Let $(A_*,\partial )$ and $(B_*,\partial' )$ be chain complexes, $f:A_*\to B_*$ a chain map and suppose that the map $f_*$ it induces on homology is an isomorphism.
The mapping cone $(C_*,D)$ is defined by $C_n=A_{n-1}\oplus B_n$ and $D_n(a_{n-1},b_n)=(-\partial_{n-1}a_{n-1},f_{n-1}(a_{n-1})+\partial'_n b_n).$
Now, define $A_n^+=A_{n-1}.$ Then, using the maps $i:b\mapsto (0,b)$ and $p:(a,b)\mapsto a$, there arises in the usual way, the long exact sequence
$$ \cdots \rightarrow H_{n+1}(C)\overset{p_*}\rightarrow H_{n+1}(A^+)\overset{f_*}\rightarrow H_n(B)\overset{i_*}\rightarrow H_n(C)\overset{p_*}\rightarrow H_n(A^+)\rightarrow \cdots $$
Then, $H_n(C)$ is trivial for all $n$. The proof is easy (but hadn't occurred to me, ugh.) I wanted to do it using the basic facts about the chain complexes involved, to get an idea of how they work.

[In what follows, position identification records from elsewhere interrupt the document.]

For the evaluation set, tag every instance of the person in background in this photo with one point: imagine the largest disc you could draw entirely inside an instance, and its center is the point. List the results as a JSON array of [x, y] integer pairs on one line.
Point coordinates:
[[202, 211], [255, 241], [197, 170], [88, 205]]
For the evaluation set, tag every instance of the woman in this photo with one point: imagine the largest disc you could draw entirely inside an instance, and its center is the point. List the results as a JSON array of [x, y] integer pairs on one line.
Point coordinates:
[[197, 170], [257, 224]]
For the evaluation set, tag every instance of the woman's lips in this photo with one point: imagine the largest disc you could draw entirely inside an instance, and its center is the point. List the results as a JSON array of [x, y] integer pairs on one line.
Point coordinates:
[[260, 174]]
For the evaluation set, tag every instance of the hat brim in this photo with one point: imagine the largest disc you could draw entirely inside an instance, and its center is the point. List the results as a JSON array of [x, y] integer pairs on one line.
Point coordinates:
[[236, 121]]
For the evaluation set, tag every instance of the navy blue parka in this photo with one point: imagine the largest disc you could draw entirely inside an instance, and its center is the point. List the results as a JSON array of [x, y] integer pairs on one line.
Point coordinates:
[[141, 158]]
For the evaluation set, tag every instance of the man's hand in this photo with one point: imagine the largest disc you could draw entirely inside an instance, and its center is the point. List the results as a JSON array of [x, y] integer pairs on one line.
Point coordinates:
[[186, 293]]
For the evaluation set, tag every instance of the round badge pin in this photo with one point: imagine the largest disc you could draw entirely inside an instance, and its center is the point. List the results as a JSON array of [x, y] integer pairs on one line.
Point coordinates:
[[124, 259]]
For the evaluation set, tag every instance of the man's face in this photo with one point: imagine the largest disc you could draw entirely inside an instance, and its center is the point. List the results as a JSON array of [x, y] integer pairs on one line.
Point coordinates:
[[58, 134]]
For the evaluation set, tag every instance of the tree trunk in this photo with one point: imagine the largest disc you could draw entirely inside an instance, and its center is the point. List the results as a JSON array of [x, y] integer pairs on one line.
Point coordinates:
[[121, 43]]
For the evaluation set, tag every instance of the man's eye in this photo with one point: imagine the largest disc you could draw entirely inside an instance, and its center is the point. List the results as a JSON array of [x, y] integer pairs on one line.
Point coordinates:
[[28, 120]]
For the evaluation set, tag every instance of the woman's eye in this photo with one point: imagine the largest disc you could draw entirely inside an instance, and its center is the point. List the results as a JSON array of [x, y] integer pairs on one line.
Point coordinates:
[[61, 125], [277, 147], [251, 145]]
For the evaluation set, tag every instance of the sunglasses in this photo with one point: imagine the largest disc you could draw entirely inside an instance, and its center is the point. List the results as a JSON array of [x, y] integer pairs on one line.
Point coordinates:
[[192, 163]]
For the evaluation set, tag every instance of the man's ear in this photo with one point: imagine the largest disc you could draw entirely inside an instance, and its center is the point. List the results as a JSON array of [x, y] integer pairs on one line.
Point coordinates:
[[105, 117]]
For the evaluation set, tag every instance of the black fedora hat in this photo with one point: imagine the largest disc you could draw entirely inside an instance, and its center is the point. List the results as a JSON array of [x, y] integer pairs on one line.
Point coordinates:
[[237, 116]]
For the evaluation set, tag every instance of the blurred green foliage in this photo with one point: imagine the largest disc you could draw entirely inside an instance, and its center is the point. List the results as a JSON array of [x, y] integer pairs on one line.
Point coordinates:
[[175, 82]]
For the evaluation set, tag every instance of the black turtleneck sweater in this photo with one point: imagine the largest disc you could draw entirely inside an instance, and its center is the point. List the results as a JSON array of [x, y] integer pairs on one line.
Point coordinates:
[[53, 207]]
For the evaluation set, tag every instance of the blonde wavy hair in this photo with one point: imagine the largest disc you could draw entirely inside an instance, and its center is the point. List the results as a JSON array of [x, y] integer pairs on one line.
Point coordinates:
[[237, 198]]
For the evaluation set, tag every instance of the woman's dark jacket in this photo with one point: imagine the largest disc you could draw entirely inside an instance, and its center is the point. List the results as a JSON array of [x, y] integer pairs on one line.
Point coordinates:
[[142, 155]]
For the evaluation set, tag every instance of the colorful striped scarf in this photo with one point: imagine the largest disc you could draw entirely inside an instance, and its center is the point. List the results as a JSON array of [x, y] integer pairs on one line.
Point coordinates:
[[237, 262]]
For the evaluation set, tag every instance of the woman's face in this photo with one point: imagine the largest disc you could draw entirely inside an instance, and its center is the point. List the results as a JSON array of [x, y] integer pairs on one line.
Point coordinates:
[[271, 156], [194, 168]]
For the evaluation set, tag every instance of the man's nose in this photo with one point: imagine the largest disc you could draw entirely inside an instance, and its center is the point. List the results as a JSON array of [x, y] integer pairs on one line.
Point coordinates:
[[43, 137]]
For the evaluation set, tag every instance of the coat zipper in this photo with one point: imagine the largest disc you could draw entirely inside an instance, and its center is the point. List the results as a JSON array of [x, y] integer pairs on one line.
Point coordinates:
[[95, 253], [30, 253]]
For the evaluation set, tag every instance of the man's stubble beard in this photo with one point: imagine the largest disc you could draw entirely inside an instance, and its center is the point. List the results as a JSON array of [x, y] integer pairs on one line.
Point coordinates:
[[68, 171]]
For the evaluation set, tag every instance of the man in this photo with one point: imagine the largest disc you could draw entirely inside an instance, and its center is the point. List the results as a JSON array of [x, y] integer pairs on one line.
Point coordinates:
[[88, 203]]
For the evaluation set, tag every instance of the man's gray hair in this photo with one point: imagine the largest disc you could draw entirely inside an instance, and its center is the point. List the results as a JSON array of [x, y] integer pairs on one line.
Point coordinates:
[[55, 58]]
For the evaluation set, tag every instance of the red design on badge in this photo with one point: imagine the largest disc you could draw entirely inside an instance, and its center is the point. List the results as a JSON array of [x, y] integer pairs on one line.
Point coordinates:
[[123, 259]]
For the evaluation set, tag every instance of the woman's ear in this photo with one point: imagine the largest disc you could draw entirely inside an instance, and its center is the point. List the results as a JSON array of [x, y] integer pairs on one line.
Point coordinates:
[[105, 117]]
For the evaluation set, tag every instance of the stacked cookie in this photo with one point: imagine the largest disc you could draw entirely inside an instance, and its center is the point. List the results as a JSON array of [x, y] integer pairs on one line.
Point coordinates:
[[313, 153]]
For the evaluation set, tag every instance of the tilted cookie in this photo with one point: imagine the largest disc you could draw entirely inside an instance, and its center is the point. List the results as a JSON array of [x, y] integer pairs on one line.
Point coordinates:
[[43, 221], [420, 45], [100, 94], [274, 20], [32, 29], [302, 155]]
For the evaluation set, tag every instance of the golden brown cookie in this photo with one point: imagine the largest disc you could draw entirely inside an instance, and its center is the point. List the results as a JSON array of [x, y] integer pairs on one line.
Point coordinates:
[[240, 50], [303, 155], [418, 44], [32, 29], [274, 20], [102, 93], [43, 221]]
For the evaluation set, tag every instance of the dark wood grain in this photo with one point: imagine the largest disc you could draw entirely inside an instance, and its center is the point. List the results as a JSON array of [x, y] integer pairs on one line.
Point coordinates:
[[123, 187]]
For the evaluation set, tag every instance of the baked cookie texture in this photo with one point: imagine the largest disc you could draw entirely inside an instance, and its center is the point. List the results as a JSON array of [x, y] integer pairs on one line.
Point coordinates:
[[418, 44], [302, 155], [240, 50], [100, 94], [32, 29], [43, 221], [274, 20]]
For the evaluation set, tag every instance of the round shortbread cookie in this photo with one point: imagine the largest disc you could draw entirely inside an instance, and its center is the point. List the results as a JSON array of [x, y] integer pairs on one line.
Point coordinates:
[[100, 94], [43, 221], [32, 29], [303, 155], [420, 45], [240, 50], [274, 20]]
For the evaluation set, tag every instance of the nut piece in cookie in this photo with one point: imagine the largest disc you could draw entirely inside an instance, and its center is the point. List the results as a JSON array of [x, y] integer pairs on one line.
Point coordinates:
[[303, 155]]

There is a proof from scratch of essentially the same thing here but I think I found a problem with it, and made a comment there. I would appreciate feedback on my comment there as well as on my attempt here at a from scratch proof, which follows.
What I have so far (dropping the subscripts and primes on the differentiation operators):
Let $(a,b)\in Z_{n}(C).$ Then, by exactness, we have have the following:
$1).\ p_*([(a,b)]=[a]\Rightarrow a\in Bd_{n}A^+$ and $2).\ i_*([b])=[(0,b)]\Rightarrow (0,b)\in Bd_{n}C.$
So, there is an $a'\in A_n$ and a pair $(a'',b')\in C_{n+1}$ such that
$3).\ \partial a'=a$ and $4).\ (-\partial a'',f(a'')+\partial b')=(0,b).$
Combining these facts we get $(a,b)=(a,0)+(0,b)=(-\partial (a'+a''),f(a'')+\partial b').$
If I could show that either $f(a')=0$ or $\partial a'=0$, I would then have $(a,b)\in Bd_nC,$ which is what I want.
Assuming your question is why $C$ has trivial homology: $f_*$ is an isomorphism, so $p_*$ and $i_*$ must both be zero maps.